Senator Seeks Answers From NLRB Chair on Board’s Election Deficiencies. Over recent weeks, the Buzz has discussed the significance of the potential confirmation of NLRB Chair Lauren McFerran to another term on the Board (i.e., her confirmation would give Democrats a Board majority through August of 2026, regardless of who wins the White House). With a potential confirmation vote on McFerran looming, this week Senator Bill Cassidy (R-LA), ranking member of the Senate Health, Education, Labor, and Pensions (HELP) Committee sent McFerran a letter seeking answers relating to two NLRB Office of Inspector General (OIG) reports “detailing deficiencies in the NLRB’s mail ballot election system.” Cassidy writes:

The NLRB is statutorily charged with enforcing the National Labor Relations Act without favor to unions, employers, or workers. This Board, however, is uninterested in neutrality; instead, it has spent three years issuing decisions and conducting elections in a way that ensure big labor unions get a leg up in the process. This trend of politicized mismanagement and lopsided enforcement is unacceptable, and requires your prompt and thoughtful attention to ensure that all parties before the Board—workers, unions, and employers alike—receive the benefit of unbiased and fair enforcement.

The letter concludes by soliciting responses from McFerran to various questions relating to steps the NLRB has taken “to ensure all of the NLRB’s election processes, including the mail ballot election process, are administered so that all voters receive and are able to timely return their ballot.”

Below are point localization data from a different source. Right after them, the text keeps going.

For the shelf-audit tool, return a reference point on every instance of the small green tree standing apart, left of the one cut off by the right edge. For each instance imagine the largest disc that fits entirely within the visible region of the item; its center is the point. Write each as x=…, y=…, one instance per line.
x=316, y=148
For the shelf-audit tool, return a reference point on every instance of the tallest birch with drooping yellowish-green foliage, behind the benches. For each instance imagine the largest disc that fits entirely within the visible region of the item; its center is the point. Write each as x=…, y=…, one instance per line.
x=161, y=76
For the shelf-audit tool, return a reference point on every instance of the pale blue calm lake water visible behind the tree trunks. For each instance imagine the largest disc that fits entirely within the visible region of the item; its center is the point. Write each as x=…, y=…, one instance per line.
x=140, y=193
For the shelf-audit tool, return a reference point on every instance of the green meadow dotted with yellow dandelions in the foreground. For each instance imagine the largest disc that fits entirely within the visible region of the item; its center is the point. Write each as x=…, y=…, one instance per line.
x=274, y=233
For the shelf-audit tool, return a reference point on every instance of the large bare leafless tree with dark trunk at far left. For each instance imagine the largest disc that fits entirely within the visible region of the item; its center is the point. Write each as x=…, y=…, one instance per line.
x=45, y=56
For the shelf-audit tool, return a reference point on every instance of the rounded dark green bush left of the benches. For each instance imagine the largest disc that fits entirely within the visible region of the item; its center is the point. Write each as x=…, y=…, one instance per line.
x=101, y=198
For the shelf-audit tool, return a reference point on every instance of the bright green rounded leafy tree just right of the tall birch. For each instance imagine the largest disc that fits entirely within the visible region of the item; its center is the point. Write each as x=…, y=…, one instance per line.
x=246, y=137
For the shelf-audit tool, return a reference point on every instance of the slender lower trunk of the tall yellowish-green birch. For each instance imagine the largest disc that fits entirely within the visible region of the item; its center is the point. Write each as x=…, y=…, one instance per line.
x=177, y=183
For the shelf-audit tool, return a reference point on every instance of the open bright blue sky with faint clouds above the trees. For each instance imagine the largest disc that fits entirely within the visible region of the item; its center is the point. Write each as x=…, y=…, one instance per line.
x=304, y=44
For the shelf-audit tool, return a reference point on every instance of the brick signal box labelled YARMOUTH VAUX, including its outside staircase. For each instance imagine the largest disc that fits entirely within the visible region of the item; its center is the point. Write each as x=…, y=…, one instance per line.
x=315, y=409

Hold the Line. This week in 1947, President Harry S. Truman signed into law the Presidential Succession Act of 1947. Having passed succession acts in 1792 and 1886, the 1947 Act is Congress’s third—and so far, final—attempt to delineate the line of succession in the event of simultaneous vacancies of the presidency and vice presidency. The 1947 Act restored the Speaker of the U.S. House of Representatives and the president pro tempore of the U.S. Senate to the line of succession after the positions had been removed by the 1886 Act. Following the Speaker and president pro tempore, the line of succession begins with Cabinet members in order of the founding of their department. So, the secretary of state would be the first Cabinet position to ascend to the presidency, while the secretary of homeland security, whose department was created in 2002, would be last. Of course, officials in these positions must meet all the constitutional requirements to become president. Secretary of Energy Jennifer Granholm, born in Vancouver, Canada, and Secretary of Homeland Security Alejandro Mayorkas, born in Havana, Cuba, would not be able to assume the office of the presidency. Further, there is some debate as to whether Acting Secretary of Labor Julie Su could assume the office because she has not been confirmed by the Senate to the position of secretary (though she was confirmed as deputy secretary). None of the succession acts have ever been invoked.